Granules after blending with calcium stearate were sampled from the blender at three points (left, center and right of blender) and tablets were also sampled during compression at three consecutive times (beginning, middle and end of tableting). The quantity of FAM was assayed by HPLC according to the Japanese Pharmacopoeia ⅩⅦ. Assay of FAM in granules or tablets was expressed as an average value with a standard deviation of three samples.

RESULTS AND DISCUSSION

Critical process parameter for particle size

Especially, to design fine particles of treated drug substance for ODT, setting the target particle size is important due to the grittiness in the mouth [1]. A conventional fluidized-bed device cannot treat drug substance directly due to the production of largely agglomerated particles. However, a complex fluidized-bed device can treat drug substance directly due to the particle-sizing mechanism. Several factors, such as inlet airflow rate, rotation speed of rotor disc and spraying rate were optimized for the operation considering powder flow and spraying time.
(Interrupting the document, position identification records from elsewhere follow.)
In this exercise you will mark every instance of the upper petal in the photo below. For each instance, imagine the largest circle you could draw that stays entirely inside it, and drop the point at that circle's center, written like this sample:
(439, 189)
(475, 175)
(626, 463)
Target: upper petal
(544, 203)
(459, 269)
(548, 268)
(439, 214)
Before scale-up study on a complex fluidized-bed granulator, the critical process parameter for determining particle size must be known to obtain the desired particle size. Kimura et al. reported that the spraying air pressure was identified as one of critical process parameters in granulation process, using a multi-functional rotor processor, Granulex® [5, 6]. We focused on the spraying air pressure as well as the case of using Granulex®. Treated FAM was prepared at different levels of spraying air pressures and its effect on particle size was investigated.

The relationship between spraying air pressure and particle size of treated FAM is shown in fig. 2-A. The particle size of treated FAM decreased exponentially in the range from 0.10 to 0.29 MPa. The particle size of FAM was 7 μm and particle size of treated FAM increased compared to original FAM. In general, more than 20 μm in particle size is needed for the powder flow [7]. When the particle size is less than 20 μm, it is suggested to be partially agglomerated. The coating mechanism of a complex fluidized-bed granulator is as follows: in the case of larger particles, they are coated by spraying materials, and in the case of smaller particles, agglomerated particles are coated or granulated by spraying materials [8]. On a complex fluidized-bed device, coated or granulated particles are crushed by the impeller, which rotated at high speed or screen so that particle size would be adjusted.
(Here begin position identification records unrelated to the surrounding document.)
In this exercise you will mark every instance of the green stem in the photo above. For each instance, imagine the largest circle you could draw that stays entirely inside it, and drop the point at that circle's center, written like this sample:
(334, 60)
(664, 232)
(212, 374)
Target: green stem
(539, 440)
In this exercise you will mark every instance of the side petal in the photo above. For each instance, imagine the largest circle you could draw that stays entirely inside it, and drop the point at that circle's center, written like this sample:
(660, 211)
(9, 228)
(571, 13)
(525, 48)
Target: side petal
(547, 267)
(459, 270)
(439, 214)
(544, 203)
The relationship between spraying air pressure and spraying mist size is shown in fig. 2-B. The spraying mist size also decreased exponentially in this region. On the coating process for fine particles, smaller particles can be obtained as the spraying mist size is smaller.

Fig. 2: Relationships between spraying air pressure and particle size of treated FAM prepared using a complex fluidized-bed granulator (SFP-01) (A) and spraying mist size (B)

The representative particle size distributions of treated FAM processed at different levels of spraying air pressures are shown in fig. 3. One of the problems during preparation of fine particles is the production of largely agglomerated particles [5, 6, 9] or imperfectly coated particles [9]. It should be noted, however, that in all cases treated FAM had homogenous distributions without largely agglomerated particles or imperfectly uncoated particles.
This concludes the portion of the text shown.